Hope had a liver biopsy last week to further confirm that she is in rejection again. Her team was feeling confident that rejection is what we were looking at given her abnormal liver tests. They explained we would do another high dose steroids by IV in the hospital, and add a second medication to help fight along with the prograf, since Hope cannot continue to remain on steroids long term. Steroids are too dangerous. The team hoped we could do the steroids, add a second daily medication, and then be on our way for our road trip. Only now, she has been anemic. Her blood clot time is slightly elevated. And her Epstein Barr viral load (EBV) is not decreasing. Instead of getting a call for hospital admission the day following biopsy, our team called to say the results were still pending. Yesterday, they explained that yes, she does have mild rejection again, but they are also concerned that she has Epstein Barr hepatitis along with it. And the biopsy results for the hepatitis would not be ready until last night. This time, it is not a case of if she has EBV hepatitis, but how severe it is. Initially, they decided that a plan would be made today about treatment course. A few hours later, they called with a new plan. Because having both rejection and hepatitis is very complicated and delicate to treat, they decided that rather than have only two of Hope's doctors decide how to proceed they would rather have all of her doctors weigh in. That speaks volumes as the two doctors who would have made the decision include her head surgeon and one of the amazing liver doctors on our team.
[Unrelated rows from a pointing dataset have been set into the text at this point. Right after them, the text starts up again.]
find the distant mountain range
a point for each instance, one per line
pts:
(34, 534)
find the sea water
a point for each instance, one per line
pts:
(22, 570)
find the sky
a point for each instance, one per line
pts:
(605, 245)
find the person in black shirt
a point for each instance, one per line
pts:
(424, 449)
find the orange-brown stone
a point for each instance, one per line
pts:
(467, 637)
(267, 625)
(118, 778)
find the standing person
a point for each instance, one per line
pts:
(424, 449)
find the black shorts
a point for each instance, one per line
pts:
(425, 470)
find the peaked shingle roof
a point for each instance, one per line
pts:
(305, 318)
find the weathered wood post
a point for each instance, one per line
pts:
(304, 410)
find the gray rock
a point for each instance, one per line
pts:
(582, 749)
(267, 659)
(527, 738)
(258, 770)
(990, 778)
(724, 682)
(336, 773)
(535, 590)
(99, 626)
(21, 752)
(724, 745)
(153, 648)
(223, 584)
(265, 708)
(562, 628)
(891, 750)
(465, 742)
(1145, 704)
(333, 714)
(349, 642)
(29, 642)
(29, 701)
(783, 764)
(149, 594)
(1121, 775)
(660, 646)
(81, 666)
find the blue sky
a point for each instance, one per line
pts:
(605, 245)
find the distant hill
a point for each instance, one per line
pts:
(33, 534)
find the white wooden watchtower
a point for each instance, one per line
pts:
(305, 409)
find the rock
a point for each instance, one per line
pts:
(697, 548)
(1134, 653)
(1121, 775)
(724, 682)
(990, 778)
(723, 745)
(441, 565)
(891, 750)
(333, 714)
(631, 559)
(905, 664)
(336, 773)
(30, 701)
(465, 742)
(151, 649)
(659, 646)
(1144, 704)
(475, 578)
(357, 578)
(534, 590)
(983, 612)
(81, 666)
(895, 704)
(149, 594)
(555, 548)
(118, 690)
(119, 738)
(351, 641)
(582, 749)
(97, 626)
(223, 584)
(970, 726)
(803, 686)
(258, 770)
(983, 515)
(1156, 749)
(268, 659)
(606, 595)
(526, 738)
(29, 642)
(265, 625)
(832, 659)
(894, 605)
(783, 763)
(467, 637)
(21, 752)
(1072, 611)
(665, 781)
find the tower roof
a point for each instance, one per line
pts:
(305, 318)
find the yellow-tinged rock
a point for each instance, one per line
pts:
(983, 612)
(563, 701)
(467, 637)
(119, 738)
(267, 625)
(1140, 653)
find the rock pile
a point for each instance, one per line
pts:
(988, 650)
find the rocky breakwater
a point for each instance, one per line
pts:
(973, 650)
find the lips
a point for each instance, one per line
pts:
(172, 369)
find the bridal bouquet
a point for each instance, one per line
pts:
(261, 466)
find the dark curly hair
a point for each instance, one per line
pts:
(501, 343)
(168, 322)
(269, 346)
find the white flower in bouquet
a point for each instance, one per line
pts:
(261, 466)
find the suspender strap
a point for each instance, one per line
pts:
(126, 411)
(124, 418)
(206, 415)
Having both EBV hepatitis and rejection is a difficult place to be in. Treating EBV hepatitis includes lowering her dose of Prograf, giving antiviral, and IV immune boosters. Treating rejection includes further suppression of her immune system. These are completely opposite, incompatible treatment plans. Hope's team will decide which is more pressing to treat. By treating rejection, her EBV could ravage her body causing the dreaded PTLD (post transplant lymphoproliferative disorder which includes lymphoma). By treating EBV, her rejection could worsen and she could lose the very organ which has saved her life. It has become easy to fall into the slippery slope of constant worry.

Last night, as my BFF and I texted at 2:00 am, I realized that the worry was stealing my joy. Because I am allowing it to. The choice is mine. The reality is that there is no control over viruses which get into little bodies and replicate. There is nothing I can do to change the fact that Hope has these two battles going on inside her beautiful hero liver. Channeling my energy into something I cannot control is futile, and will suck me dry. My task, I think, is to put the worry aside. I know this is not easy. I am not a superhero or a saint. I am just an ordinary girl serving an extraordinary God. A God who continues to shower me with mercies and is patient with me as I learn and fail. So I will choose to try to put the worry aside. It is a choice I can make and put effort into. Instead of keeping my focus on the worry, I can keep my focus on the gift of today. The joy in today. The hope in today. And whether the time is short or long, I will treasure each and every moment I get with my sweet baby girl.

Wednesday, March 9, 2016

Two years ago....

Two years ago a precious baby girl entered the world.

She would go on to defy all odds.

She would go on to collect the hearts of those who know her.

She would go on to show that love is worth the risk.

How I hope and pray that her first mother knows her baby daughter is alive.

That there was hope.

That she will always be cherished forever.

And that her baby girl has changed the world for the better.